Officials with the Town of Sexsmith are hoping their response to a survey on municipal policing will lead to change in the community. The town recently responded to a survey sent out by the province’s Police Advisory Board, which is meant to advise the panel as it makes recommendations to the Ministry of Justice on provincial policing priorities and the potential of a provincial police service.
Potter says residents have often brought their concerns surrounding police numbers to members of council, and she feels they’re potentially close to getting an answer.
“We’ve had very little interaction and oversight, even as a region in how policing is done. Our citizens feel as though the RCMP response and presence out here is slim to none, so it’s definitely a challenge for us.”
Potter says the lack of rural detachment is certainly a sore spot for some, as members must travel from the Grande Prairie RCMP detachment when calls come in. She adds another sticking point they hope to get clarification on comes in the form of the new police funding model.
The new model will change how the costs of rural policing are paid for, with towns under 5,000 residents, like Sexsmith, traditionally not taking on any costs. Potter says come January, that is set to change.
“The impact for Sexsmith next year is $50,000, and by the time the four years are done, I believe we are up to $160,000 a year.”

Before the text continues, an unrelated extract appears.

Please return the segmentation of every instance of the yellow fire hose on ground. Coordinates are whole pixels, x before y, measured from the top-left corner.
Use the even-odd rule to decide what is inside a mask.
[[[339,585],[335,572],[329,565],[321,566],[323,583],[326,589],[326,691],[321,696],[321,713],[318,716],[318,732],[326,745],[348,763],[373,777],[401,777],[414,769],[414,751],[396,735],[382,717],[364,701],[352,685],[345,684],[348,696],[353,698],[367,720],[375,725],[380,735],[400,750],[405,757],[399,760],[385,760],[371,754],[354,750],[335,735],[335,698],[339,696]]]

Potter suggests while the price tag is going to go up, she is optimistic that the service levels will follow suit, but to this point, she hasn’t seen the tangible results desired.
“Right now there are lots of assurances or promises that we will see an increase in members in our area, better response times, better processing of incidents, but so far that has not seemed to happen.”
The combined funding from the federal and provincial governments for front line RCMP policing in Alberta is an estimated $232 million.